В Петушках, что в 125 километрах от Москвы, очевидно, чтобы не растерять окончательно свой “контингент”, командование посадило нас на открытые платформы товарняка, на котором везли в эвакуацию оборудование какого-то московского завода, и мы с ветерком доехали до Владимира. Тут пару дней мы дневали и ночевали в местном кинотеатре. Он, несмотря на наше присутствие, исправно функционировал. В фойе время от времени появлялись очередные зрители. В кинотеатре крутили кино, и нам его приходилось снова и снова смотреть. Показывали вышедшую накануне войны кинокомедию “Антон Иванович сердится” с Целиковской и Кадочниковым. Картину было странно и грустно смотреть в обстановке, когда враг стоял под Москвой, а нас, необстрелянных юнцов, так сказать, резерв на ещё худший случай, спешно отводили в безопасное место.
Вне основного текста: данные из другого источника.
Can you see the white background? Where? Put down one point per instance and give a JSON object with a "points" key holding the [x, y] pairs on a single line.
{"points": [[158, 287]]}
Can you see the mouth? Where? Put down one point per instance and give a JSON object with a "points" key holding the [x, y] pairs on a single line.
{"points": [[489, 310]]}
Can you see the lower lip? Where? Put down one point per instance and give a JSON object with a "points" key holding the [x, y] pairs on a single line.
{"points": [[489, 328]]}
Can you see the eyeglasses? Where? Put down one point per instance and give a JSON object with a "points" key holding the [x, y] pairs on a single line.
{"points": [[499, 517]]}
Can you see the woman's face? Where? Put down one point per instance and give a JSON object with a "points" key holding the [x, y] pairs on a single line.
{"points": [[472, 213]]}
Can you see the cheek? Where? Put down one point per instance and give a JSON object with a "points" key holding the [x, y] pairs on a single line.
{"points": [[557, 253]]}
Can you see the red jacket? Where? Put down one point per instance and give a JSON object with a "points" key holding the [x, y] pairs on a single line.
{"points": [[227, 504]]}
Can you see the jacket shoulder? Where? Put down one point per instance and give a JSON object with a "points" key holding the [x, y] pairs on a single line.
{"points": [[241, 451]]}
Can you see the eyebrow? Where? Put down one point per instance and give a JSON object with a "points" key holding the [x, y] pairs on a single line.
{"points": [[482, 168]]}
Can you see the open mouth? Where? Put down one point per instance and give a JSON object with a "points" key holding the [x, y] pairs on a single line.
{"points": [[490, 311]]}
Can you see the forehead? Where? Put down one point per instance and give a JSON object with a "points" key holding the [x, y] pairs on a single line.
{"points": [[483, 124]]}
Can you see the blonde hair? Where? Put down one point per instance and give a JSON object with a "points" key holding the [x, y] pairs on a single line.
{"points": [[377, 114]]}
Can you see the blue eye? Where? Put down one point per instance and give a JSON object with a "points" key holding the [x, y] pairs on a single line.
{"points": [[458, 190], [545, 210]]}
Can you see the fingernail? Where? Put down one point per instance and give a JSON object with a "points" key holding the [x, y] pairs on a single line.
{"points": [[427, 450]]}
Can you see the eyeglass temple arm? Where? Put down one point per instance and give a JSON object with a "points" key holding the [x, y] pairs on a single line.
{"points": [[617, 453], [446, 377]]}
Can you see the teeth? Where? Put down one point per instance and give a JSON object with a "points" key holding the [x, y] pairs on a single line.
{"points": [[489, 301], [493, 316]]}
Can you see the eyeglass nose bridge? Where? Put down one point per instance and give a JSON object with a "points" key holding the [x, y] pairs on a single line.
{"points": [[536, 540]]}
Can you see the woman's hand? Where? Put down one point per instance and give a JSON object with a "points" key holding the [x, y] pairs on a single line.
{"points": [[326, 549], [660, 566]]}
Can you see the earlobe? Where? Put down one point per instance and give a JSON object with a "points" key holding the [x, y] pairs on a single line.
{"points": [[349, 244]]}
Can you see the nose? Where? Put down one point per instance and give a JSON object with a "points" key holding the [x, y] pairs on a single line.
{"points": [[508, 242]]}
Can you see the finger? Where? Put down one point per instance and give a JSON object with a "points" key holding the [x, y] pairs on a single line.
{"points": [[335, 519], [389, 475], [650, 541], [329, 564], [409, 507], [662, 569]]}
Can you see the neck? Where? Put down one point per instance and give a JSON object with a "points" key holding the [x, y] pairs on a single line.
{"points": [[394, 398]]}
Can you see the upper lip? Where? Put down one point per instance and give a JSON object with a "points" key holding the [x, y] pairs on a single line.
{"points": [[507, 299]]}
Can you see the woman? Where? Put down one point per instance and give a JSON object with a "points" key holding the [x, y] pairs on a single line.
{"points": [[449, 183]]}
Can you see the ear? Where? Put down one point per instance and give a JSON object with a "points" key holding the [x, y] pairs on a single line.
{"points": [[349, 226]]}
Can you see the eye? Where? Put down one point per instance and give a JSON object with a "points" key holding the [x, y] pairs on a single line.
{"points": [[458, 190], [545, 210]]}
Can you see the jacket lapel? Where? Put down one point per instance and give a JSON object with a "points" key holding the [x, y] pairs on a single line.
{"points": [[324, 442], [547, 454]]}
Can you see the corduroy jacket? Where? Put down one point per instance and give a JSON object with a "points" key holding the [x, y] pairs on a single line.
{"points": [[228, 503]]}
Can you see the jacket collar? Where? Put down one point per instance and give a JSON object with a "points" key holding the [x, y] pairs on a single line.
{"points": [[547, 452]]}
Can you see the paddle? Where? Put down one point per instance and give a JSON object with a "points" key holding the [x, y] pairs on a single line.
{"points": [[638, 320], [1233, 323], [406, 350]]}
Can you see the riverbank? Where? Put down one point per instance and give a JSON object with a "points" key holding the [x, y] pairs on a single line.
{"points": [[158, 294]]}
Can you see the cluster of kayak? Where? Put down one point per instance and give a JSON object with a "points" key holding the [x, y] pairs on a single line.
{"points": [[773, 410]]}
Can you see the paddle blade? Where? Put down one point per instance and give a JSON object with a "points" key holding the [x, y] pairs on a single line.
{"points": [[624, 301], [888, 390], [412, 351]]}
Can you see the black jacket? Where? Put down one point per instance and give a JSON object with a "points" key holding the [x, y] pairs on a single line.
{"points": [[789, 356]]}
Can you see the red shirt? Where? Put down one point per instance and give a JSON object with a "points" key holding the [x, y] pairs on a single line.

Наконец, затянувшаяся кинопауза окончилась. Нас опять вывели на Горьковское шоссе и стали рассаживать на проходящие в сторону Горького автомашины. Мне и нескольким моим товарищам досталась порожняя молочная цистерна. На ней мы и добрались до Горького, стоя на узеньких приступочках вдоль её округлого тела. Ощущение было не из приятных. Всю дорогу в течение почти двух дней шёл дождь с мокрым снегом. Ветер пронизывал до костей. Один из нас не выдержал испытания – открыл люк и залез в сверкающее белизной и стерильной чистотой брюхо цистерны.
В Горьком движение опять приостановилось на несколько дней. Очевидно, командование утрясало детали дальнейшего похода. И в канун Октябрьского праздника всё училище погрузили на баржи, которые в ожидании, очевидно, буксира, вывели на водный простор в точке слияния Волги и Оки.
Раздавали праздничный сухой паёк с селёдкой в качестве главного деликатеса. Искали специалистов по кладке печей и поваров, чтобы на барже соорудить подобие походной кухни. Находиться в тёмных трюмах было не особенно приятно, и мы ещё с двумя такими же, как я, кандидатами в курсанты вызвались решить эту почётную задачу, хотя, кончено, ни печниками, ни поварами никто из нас не был. Правда, один, по фамилии Зайончковский – как раз тот, с кем я обменялся обувью, был гражданским инженером-электриком, и мы его единогласно признали старшим. С работой мы, как ни странно, успешно справились, и к вечеру праздничного дня в металлической бочке из-под бензина, вмазанной в кирпичный очаг, уже варился гороховый суп.
В наступившей темноте в ночном небе вдруг замаячили светящиеся прожекторные полосы, послышался рокот авиационных моторов, небо прорезали пунктиры трассирующих пуль, где-то за высоким волжским берегом послышались глухие взрывы: начался налёт немецких самолётов. А на нашей барже один из командиров взводов, недавний выпускник, неудачно спрыгнул в открытый люк и сломал ногу.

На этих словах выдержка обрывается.